= Robert Johnson (economist) =

American economist

Robert A. Johnson is the executive director of the Institute for New Economic Thinking and regularly contributes to NewDeal 2.0 with his "FinanceSeer Column." He also formerly traded currency on Wall Street under George Soros.

==Early life==
Johnson received a B.S. in electrical engineering and a B.S. in economics from the Massachusetts Institute of Technology. Johnson received a Ph.D. and M.A. in economics from Princeton University.

==Career==
Between 1996 and 2006, Johnson founded Bottled Majic Music, a music company, that bought Rooster Blues.

==Economic analysis==
Johnson claims that unemployment and underemployment (idle labour resources) have led to lower tax revenues, which have led to a budget deficit problem for the USA government under George W. Bush and Barack Obama.
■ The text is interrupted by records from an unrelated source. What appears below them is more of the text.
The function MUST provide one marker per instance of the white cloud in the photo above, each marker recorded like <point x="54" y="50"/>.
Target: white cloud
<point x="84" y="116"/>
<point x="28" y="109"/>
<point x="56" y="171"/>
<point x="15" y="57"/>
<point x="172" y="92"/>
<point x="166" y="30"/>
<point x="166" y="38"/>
He also cites the lack of a tax on richer Americans who have inherited wealth at birth or at a young age as another reason for this, in addition to the effects of government bailouts to large capitalist institutions in the years after 2008.

==Personal life==
Johnson is married to Alexis McGill Johnson, who is the president of Planned Parenthood.

==Selected bibliography==
- (As Executive Producer). Taxi to the Dark Side. Dir. by Alex Gibney, THINKFilm, 2007.
- No Change We Can Believe In: Finance is much the same as ever. Newsweek Magazine. November 5, 2009.
- What About an Additional 12.5 Billion? The New York Times. November 19, 2009.
- Robert Johnson on Resolution Austerity. The Roosevelt Institute. "Make Markets Be Markets Conference," March 3, 2010, New York City.
- Who is Influencing Obama's Budget Proposal? Following the Funders. The Huffington Post. February 15, 2011.